Dutch refusal to finance purchases
NEW DELHI, March 30.
The Dutch government has declined to finance additional trawlers for India from its development aid funds, without a preceding "experimental fishing programme" on the sea-food resources in the Indian deep-sea zone.
According to a statement issued by the India Committee of the Netherlands (ICN) in Utrecht, the Dutch government is of the opinion that trawlers in excess of the nine already delivered should be aid-financed only if the experimental programme shows positive results.
The Indian government has turned down the evaluation proposal on the ground that it will jeopardise the country's sovereignty.

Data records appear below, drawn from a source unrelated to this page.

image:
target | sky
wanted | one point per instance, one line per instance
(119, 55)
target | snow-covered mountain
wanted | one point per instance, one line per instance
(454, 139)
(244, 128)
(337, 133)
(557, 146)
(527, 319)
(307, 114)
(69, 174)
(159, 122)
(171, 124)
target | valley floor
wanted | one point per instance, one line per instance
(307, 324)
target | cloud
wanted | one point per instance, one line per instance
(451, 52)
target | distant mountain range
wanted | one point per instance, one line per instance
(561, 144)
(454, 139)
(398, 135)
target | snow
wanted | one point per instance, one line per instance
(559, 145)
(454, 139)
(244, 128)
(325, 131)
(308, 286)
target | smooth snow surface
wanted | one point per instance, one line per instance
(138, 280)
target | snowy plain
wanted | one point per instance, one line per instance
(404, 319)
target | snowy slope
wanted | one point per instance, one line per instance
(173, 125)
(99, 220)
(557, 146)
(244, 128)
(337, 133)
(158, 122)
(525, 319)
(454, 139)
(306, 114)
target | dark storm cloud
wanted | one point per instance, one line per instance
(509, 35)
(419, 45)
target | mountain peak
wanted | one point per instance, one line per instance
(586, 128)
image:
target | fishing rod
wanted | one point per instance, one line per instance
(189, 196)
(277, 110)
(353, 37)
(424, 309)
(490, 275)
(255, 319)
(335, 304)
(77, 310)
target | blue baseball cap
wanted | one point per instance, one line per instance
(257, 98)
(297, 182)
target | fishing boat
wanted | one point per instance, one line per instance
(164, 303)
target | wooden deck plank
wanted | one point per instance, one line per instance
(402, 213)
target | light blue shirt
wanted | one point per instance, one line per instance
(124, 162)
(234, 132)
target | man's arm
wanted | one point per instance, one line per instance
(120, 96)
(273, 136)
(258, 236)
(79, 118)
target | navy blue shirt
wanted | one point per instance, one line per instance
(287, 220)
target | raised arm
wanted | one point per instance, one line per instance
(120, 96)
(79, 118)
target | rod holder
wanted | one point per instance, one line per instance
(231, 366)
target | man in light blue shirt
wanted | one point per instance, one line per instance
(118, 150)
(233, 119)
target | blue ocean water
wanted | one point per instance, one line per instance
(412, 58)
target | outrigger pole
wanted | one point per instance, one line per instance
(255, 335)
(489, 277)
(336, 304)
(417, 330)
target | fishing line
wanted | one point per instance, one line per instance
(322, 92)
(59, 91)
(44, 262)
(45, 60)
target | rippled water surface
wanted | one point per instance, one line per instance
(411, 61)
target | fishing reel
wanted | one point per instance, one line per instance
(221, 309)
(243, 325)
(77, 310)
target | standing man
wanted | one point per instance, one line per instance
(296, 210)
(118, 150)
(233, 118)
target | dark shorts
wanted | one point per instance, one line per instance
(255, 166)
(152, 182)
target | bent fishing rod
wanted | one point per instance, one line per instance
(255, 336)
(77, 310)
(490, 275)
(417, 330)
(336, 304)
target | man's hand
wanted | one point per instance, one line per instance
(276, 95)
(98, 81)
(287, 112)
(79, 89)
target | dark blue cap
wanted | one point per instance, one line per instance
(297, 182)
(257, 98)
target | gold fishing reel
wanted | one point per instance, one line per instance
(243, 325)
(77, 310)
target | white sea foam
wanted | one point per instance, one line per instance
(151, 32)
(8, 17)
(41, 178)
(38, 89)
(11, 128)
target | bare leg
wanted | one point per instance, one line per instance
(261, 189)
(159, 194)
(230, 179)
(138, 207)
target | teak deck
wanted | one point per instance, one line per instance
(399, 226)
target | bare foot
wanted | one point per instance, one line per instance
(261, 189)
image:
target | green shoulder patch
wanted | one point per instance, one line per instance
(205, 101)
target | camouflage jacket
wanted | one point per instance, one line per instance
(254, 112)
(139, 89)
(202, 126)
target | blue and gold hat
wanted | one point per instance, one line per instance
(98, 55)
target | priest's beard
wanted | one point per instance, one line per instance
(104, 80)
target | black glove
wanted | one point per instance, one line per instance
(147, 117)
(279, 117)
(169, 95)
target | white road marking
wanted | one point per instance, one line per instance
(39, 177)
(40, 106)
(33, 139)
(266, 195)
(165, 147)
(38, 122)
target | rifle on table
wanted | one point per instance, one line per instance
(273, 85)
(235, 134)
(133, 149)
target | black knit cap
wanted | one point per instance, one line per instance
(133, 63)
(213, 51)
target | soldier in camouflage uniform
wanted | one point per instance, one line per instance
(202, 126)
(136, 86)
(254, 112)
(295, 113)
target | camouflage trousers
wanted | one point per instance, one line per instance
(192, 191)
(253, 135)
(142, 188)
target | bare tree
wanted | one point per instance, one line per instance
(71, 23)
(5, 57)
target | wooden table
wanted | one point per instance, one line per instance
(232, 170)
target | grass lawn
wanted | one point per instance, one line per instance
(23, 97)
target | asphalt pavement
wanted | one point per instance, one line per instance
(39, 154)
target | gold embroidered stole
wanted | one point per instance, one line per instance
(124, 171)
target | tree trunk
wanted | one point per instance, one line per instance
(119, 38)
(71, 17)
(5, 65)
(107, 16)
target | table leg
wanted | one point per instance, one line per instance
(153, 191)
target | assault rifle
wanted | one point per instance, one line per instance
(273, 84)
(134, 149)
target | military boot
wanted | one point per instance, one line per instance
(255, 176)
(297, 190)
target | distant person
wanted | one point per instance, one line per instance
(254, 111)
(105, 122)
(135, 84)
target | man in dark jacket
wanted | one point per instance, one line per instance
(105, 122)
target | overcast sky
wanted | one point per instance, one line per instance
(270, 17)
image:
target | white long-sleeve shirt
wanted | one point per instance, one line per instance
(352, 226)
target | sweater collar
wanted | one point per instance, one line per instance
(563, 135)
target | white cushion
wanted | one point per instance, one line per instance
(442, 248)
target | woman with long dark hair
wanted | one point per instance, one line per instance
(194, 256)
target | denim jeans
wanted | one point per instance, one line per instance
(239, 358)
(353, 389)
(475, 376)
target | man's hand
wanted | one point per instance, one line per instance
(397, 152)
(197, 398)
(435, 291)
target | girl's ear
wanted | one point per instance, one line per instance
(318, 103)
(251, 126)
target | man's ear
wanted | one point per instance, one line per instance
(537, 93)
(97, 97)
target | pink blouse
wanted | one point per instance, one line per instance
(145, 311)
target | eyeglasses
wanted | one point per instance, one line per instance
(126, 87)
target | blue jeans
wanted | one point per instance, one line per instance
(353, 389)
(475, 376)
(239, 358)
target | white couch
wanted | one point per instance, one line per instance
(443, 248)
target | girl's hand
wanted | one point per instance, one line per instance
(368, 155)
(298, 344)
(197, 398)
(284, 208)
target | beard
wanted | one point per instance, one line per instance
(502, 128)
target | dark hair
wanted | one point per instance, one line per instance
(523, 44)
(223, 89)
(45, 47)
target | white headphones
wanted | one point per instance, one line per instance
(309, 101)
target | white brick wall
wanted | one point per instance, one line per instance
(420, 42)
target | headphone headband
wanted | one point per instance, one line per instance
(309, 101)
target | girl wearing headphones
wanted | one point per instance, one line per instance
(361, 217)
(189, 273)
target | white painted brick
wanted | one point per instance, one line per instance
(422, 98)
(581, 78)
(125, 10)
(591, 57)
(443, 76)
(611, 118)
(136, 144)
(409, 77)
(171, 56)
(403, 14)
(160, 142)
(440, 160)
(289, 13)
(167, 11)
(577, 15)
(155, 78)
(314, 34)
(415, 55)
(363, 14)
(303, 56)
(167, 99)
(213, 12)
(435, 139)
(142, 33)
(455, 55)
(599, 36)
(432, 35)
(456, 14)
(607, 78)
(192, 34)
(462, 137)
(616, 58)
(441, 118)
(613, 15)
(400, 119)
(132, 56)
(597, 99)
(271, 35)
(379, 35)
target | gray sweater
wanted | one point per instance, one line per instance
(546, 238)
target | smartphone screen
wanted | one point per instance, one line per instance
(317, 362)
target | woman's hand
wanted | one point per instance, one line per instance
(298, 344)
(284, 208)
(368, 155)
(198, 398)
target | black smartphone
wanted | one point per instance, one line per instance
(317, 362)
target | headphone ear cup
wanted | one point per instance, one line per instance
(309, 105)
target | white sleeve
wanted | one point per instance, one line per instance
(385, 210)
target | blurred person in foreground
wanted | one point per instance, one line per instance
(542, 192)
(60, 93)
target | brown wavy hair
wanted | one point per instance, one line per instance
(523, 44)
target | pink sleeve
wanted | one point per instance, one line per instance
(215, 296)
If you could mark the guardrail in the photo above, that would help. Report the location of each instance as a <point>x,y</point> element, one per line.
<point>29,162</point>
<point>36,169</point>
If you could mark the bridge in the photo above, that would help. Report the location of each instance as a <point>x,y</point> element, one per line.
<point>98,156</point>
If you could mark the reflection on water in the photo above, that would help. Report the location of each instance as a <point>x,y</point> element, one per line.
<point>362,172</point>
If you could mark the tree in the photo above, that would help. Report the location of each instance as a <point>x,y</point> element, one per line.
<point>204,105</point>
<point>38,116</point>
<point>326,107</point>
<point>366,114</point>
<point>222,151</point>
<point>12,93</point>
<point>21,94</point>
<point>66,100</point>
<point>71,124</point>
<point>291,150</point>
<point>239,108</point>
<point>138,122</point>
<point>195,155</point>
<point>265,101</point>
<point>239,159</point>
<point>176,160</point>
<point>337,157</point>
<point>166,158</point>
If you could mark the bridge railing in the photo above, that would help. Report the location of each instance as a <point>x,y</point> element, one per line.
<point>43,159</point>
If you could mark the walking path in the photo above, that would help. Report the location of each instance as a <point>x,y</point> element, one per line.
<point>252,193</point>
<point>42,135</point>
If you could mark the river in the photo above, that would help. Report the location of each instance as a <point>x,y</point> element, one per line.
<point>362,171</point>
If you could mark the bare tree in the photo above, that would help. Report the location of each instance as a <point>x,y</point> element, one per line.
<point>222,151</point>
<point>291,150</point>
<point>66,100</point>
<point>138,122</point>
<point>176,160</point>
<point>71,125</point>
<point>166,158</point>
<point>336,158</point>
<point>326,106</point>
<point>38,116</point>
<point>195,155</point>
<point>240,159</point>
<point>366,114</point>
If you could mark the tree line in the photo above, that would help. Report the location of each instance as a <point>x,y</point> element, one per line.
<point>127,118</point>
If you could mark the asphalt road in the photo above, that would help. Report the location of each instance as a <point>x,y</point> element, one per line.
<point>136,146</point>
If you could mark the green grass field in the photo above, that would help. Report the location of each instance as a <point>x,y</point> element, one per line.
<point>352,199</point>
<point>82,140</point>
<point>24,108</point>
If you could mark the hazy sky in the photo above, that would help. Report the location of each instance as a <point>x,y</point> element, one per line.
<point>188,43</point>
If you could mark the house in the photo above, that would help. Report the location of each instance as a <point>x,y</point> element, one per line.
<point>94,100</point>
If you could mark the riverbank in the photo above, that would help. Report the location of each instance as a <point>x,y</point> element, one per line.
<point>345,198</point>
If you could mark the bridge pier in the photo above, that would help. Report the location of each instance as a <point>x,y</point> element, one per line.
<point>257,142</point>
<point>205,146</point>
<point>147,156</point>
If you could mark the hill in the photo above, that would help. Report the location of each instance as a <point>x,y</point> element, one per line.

This has caused disappointment to the Dutch trawler industry which was expecting to net a big part of the 350 trawlers India is to acquire under the Sixth Five-Year Plan.
According to ICN, negotiations are currently on between Dutch shipyards and Indian businessmen for building parts of the trawlers in the Netherlands and assembling them in India. The future course of these negotiations depends upon a positive decision by the Dutch government to finance more trawlers from its aid fund.
In case of an adverse decision by the Dutch government, the Dutch trawler industry fears, the Indian government will now allow commercial trawler contracts with Dutch shipyards.
The latest proposal for the social and cost benefit evaluation of extension of deep-sea fishing came after the Indian government rejected an earlier proposal to have a Dutch mission to look into the possible harmful effects of the extension of the fleet with big trawlers on the "artisanal" fishery sector.
The Dutch proposal, accompanied by suspension of the financing of eight shrimptrawlers in May 1981, came in the wake of protests by Indian fishermen, especially of Goa, highlighted in the Netherlands, among others, by ICN.
Traditional, Indian fishermen are worried that the trawlers, once allowed to fish in the deepsea, will poach into coastal waters at their expense, unless laws to protect them are strictly enforced.